CHICAGO (WLS) -- Celebrations marking the second day of Kwanzaa were held throughout city and suburbs Thursday.
For Chicagoan Queen Ester Flowers and her 6-year old granddaughter, this time of year is all about Kwanzaa.
"I was exposed to it and the black culture, so she can learn more about the black culture, observe it and sustain it," Ester Flowers said.
The celebration of African culture marks its 52nd anniversary this year and its 49th being celebrated here in Chicago at observances like those at the DuSable Museum.
Sharing a season with Christmas and Hanukkah, Kwanzaa has its own symbolism.

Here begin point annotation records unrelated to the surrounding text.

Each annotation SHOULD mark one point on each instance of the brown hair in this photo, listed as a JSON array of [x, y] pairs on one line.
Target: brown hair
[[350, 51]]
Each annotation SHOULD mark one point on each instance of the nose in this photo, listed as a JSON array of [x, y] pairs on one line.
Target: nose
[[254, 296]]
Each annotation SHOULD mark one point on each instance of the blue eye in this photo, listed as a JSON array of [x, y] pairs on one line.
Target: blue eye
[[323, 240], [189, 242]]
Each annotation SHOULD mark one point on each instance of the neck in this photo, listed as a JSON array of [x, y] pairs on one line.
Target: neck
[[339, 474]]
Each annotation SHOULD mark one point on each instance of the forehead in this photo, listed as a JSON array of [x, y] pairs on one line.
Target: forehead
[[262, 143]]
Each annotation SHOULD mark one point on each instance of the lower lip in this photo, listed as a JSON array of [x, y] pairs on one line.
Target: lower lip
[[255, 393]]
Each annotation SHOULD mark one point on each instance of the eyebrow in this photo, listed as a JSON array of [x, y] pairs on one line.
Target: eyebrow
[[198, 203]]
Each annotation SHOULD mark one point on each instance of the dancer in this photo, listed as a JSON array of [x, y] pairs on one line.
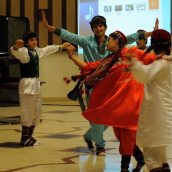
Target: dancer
[[116, 96], [27, 52], [94, 48], [154, 132]]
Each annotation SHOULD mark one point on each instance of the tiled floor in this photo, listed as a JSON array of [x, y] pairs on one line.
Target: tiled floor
[[62, 147]]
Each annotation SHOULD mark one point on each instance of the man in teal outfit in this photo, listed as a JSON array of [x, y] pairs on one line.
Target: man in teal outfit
[[94, 48]]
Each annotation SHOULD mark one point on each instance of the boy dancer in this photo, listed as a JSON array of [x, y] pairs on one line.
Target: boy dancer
[[27, 52]]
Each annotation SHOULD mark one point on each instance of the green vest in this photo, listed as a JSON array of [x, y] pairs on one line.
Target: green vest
[[30, 69]]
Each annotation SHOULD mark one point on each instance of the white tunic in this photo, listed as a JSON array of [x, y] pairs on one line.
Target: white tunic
[[155, 121], [32, 85]]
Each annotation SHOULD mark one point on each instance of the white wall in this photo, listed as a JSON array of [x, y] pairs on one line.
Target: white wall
[[53, 69]]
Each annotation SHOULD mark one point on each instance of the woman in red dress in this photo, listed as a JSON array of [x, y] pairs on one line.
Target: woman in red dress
[[116, 96]]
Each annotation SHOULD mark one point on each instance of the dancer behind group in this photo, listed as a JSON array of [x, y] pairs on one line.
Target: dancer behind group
[[154, 132], [116, 96], [27, 52], [94, 48]]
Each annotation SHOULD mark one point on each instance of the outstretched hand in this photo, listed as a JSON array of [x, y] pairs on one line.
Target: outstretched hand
[[19, 44], [70, 49]]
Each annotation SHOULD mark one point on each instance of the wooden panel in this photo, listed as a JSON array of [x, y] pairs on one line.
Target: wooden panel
[[43, 4], [3, 7], [15, 8], [57, 18], [71, 15], [29, 12]]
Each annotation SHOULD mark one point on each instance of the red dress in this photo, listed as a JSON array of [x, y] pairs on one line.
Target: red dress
[[116, 99]]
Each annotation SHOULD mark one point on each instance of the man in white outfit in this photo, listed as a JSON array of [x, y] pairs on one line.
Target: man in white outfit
[[154, 133]]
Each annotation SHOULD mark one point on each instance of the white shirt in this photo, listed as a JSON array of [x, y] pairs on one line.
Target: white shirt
[[155, 120]]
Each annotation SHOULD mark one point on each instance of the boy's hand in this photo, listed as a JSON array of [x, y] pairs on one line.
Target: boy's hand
[[45, 23], [156, 24], [43, 19], [19, 44]]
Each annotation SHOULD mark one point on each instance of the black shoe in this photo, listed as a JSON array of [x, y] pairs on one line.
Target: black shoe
[[166, 167], [100, 151], [138, 167], [89, 144]]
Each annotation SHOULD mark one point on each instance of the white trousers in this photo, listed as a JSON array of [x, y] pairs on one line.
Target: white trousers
[[155, 156], [31, 109]]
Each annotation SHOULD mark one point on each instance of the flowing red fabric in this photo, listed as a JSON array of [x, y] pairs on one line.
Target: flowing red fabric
[[116, 99]]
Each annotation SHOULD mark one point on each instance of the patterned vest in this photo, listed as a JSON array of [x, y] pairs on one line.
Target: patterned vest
[[30, 69]]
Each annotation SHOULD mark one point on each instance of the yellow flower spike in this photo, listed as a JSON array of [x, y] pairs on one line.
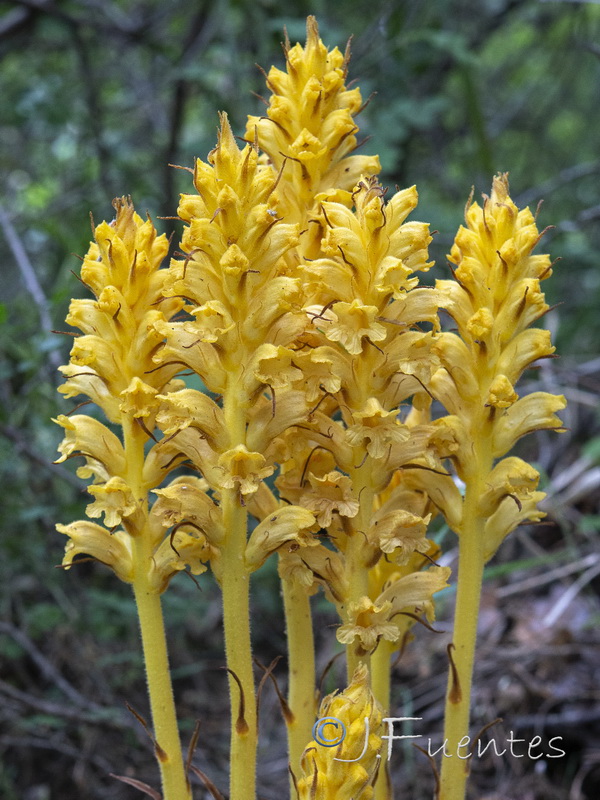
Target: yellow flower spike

The seven-day celebration held from December 26 to January 1 espouses positive values. According to Dr. Conrad Worrill, the former chairman of the National Black United Front, it could be a growing economic engine.
"Now we have to really take it to this level of protecting the economic interest of Kwanzaa among black people," he said.
A marketing survey by the National Retail Foundation shows approximately 1.6 percent (or roughly 4.5 million) of all Americans celebrate Kwanzaa. About 13 percent of African Americans mark the non-religious holiday.
Despite that, few neighborhood businesses are seeing the benefits.
"I'm a small business owner myself and I feel like being in the community, it's hard to really engage," said M.C., a small business owner.
But the hope is through the values of Kwanzaa, future generations will be inspired to strive for independence while connecting to their African heritage.
"Just seeing celebration, vibrant colors and community and love for our history is the experience I hope to get," said Rachel Cheever, who celebrates Kwanzaa.